The mayor of Miami, Francis Suárez, declared persona non grata the renowned Cuban singer Haila María Mompié, who is in the city where she has a concert scheduled for this week.
Mompié is facing in Miami a boycott promoted by some media and radical sectors of the Cuban exile for having attended the funeral services for Fidel Castro in 2016 and having declared her sympathy for the former Cuban president.
“We don’t want to have in our city a person who offends us in this way. It is disgusting that they use our freedoms against us, and return to Cuba talking like that about a dictator who has killed thousands of people…,” said Mayor Suárez in statements for Telemundo.
The singer once said about Fidel, “I love him with all my heart,” in addition to kissing him on the cheek during an official televised event.

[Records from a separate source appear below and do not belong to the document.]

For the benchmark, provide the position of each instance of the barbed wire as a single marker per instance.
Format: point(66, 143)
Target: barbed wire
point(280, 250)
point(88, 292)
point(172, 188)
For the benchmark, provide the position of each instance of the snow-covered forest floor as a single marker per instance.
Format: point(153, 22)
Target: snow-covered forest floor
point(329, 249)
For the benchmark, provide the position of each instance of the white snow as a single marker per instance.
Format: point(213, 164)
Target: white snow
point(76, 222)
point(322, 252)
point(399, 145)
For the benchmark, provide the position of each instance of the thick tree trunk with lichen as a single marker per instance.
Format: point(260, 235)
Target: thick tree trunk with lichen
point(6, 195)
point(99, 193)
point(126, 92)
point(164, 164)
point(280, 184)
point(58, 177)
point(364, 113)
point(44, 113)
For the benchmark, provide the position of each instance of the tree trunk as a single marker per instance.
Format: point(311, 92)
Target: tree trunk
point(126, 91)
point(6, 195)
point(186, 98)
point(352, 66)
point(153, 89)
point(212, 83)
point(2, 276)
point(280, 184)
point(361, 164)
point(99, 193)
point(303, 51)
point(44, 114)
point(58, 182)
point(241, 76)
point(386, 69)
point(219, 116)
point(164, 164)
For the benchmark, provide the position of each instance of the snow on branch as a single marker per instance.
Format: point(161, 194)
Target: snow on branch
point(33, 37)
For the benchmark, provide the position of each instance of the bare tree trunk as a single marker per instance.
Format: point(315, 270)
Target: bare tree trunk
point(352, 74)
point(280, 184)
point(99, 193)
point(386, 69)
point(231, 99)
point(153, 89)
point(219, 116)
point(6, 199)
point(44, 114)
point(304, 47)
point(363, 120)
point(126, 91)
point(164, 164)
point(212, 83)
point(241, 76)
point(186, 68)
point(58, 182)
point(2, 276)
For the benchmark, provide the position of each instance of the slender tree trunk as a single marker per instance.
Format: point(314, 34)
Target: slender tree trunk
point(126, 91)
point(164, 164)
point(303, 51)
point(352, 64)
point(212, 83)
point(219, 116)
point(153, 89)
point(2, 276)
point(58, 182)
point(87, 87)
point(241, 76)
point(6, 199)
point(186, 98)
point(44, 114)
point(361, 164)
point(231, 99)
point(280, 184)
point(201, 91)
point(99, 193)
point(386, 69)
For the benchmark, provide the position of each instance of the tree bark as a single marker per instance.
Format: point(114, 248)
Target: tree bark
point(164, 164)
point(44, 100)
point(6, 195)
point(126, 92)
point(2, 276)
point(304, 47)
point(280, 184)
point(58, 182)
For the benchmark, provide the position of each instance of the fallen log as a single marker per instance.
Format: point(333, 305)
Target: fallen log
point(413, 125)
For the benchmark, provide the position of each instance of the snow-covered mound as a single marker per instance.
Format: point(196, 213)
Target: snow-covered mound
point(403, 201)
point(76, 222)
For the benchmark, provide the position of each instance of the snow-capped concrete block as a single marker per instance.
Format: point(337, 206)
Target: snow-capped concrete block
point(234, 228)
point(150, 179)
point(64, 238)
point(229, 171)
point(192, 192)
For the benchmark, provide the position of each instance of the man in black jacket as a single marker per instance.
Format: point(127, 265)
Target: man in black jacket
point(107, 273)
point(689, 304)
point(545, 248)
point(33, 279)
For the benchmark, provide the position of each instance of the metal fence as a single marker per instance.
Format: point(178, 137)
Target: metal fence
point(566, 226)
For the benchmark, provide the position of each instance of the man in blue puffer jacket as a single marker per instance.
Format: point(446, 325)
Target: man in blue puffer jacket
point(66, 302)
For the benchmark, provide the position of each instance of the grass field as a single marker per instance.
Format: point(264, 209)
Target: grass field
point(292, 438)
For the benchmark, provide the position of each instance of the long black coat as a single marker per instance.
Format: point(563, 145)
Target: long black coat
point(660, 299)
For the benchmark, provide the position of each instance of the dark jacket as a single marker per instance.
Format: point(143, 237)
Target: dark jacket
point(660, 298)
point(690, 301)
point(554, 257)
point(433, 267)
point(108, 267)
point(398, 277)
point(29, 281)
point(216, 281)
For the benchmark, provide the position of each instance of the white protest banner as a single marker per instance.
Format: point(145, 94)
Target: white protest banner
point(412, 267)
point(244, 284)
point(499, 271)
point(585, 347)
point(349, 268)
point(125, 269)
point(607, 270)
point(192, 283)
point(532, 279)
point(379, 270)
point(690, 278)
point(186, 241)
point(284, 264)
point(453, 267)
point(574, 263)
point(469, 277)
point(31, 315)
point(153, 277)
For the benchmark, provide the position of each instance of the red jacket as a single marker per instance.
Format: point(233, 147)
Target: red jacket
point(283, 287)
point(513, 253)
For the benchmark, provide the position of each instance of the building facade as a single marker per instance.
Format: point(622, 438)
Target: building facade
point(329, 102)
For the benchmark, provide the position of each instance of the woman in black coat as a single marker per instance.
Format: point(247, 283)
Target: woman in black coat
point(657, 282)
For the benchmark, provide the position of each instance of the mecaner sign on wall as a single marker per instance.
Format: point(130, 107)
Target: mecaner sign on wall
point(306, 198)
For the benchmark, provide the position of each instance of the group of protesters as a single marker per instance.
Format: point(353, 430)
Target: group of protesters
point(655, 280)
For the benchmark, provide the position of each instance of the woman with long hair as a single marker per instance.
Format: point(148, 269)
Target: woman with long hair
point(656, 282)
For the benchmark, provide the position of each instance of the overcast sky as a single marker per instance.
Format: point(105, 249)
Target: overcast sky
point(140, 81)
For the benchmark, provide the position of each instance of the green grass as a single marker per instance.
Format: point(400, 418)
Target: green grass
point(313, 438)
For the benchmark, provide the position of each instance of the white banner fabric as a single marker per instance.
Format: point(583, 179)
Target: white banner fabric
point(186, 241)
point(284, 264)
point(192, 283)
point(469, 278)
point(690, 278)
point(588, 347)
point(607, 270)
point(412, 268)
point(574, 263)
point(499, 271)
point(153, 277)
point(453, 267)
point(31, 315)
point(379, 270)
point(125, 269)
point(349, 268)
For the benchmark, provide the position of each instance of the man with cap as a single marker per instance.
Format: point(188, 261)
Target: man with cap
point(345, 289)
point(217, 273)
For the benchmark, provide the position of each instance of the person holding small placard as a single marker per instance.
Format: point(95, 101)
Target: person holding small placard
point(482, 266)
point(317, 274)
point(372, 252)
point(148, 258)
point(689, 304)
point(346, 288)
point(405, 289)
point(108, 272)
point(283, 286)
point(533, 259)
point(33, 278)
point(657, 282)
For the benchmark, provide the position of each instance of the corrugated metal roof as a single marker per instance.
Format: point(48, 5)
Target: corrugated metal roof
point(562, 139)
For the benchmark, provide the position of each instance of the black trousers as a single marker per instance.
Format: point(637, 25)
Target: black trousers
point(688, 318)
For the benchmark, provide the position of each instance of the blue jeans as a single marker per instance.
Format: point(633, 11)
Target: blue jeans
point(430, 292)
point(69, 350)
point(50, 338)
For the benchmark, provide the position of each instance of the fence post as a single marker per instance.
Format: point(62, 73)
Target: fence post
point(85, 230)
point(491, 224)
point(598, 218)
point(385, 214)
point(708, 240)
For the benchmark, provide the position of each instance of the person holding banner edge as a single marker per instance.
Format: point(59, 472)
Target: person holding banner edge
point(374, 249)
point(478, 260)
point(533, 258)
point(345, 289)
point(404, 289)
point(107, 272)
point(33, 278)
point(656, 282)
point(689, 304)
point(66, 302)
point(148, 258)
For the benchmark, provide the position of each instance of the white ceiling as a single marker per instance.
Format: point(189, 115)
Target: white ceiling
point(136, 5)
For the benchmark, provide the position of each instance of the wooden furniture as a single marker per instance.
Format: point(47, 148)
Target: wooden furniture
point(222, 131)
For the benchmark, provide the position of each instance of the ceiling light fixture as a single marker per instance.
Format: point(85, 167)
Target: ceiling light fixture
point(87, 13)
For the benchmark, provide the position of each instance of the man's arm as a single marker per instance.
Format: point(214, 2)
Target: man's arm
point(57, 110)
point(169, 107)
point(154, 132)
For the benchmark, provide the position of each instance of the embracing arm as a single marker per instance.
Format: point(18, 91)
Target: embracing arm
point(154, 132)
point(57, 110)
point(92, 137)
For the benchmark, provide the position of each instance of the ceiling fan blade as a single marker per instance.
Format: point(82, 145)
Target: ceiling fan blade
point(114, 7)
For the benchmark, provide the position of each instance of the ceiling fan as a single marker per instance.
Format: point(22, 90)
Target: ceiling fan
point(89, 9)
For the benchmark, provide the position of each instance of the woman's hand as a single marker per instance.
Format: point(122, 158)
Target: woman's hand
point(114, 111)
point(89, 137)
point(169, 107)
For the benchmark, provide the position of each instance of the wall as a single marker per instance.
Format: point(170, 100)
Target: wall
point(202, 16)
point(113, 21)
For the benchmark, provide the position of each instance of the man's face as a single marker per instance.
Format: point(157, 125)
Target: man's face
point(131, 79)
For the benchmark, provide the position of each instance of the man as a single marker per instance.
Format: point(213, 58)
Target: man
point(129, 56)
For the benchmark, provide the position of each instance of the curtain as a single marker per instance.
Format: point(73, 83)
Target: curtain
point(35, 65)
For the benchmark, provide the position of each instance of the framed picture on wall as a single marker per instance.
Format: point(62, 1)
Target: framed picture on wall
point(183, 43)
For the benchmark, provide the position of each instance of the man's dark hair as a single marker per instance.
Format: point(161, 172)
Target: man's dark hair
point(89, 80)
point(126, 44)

Mompié has scheduled for next Thursday a concert at the Studio 60 Nightclub, located in the Miami neighborhood of Allapattah, but according to Telemundo, there is a boycott on the social media to suspend it.
Haila en Miami: “Aquí hay mucho sabor a Cuba… también mucha añoranza”
During her current stay in the United States, Haila María Mompié is promoting her latest album Con todo respeto: Haila canta a Armando Manzanero, “which has so many beautiful songs with which many Cubans and Latinos identify themselves. Armando Manzanero belongs to a group of singer-songwriters who marked the lives of many people,” the Cuban singer explained to OnCuba.
Recently the organizers of a concert in La Vegas canceled the show persuaded by the pressure of part of Miami’s Cuban exile to boycott the artist.
In June 2019, the city of Hialeah, neighboring Miami, also canceled a show with renowned reggaeton musicians Jacob Forever, Señorita Dayana and El Micha for the July 4 Independence Day concert.